We finish eating and move to the bedroom in a state that combines vacant lust and a disinclination to keep talking. As I start to go down on her, I remember that I began that way last time; tonight I should have taken a more concupiscent approach, to demonstrate creativity and to flatter her with the suggestion of passionate desire. Ten minutes later, engaged in coitus a posteriori, I find myself
watching as if from the side of the room. The perspective is cold and arousing, and I am handling the physiomechanics of the act with unusual confidence, until she says, “I need it rougher.”
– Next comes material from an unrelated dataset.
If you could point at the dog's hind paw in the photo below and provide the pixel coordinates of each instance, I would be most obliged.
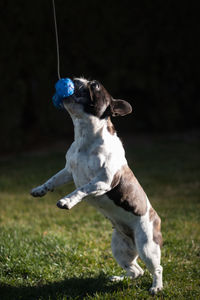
(155, 290)
(38, 191)
(64, 204)
(116, 278)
So what is this? An artifact of childhood trauma? A vestigial need to revisit that dark nexus of sex and coercion, to touch some wound inside herself? Or is it the other way around: the memories of abuse at her father’s hands are masochistic fantasies, an ordinary kink misunderstood? I am not watching from the side anymore. I put my hand on the back of her head and push her face down. She makes an enthusiastic sound, or perhaps just a reflexive grunt. I am Donald now, and I give it to her, punish her for betraying me, for lying, for pretending to be a victim when she’s just a slut. And then I ejaculate, much too soon. She wants to kiss afterward, which is almost more than I can stand.
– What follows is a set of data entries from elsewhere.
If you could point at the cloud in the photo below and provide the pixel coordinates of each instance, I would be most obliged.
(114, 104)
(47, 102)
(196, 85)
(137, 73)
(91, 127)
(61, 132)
Cynthia is one of those children who, lacking some gene for adolescence, have not once worried or disappointed their parents. Her grades were never less than adequate, her demeanor never hostile, her behavior never self-destructive. Every friend was presented to Doug and Rose Gerney over the family dinner table. (They adored Danny Keach, who recognized that charming them was a station on the path into Cynthia’s heart and jeans.) She graduated college in four years and proceeded to obtain a skilled job. She flies home for major holidays and helps with the cooking. So it was a new experience for the Gerney family when Cynthia told her parents she’d decided that men just weren’t her thing.
She calls to give me the news. “I need to tell you about it,” she says. “Can I come after work?”
I make preliminary noises of regret: I’m speaking at this conference tomorrow and I’d like to go over some notes, take a bath, get an early night. But there’s an uncharacteristic insistence in Cynthia’s tone that makes me relent.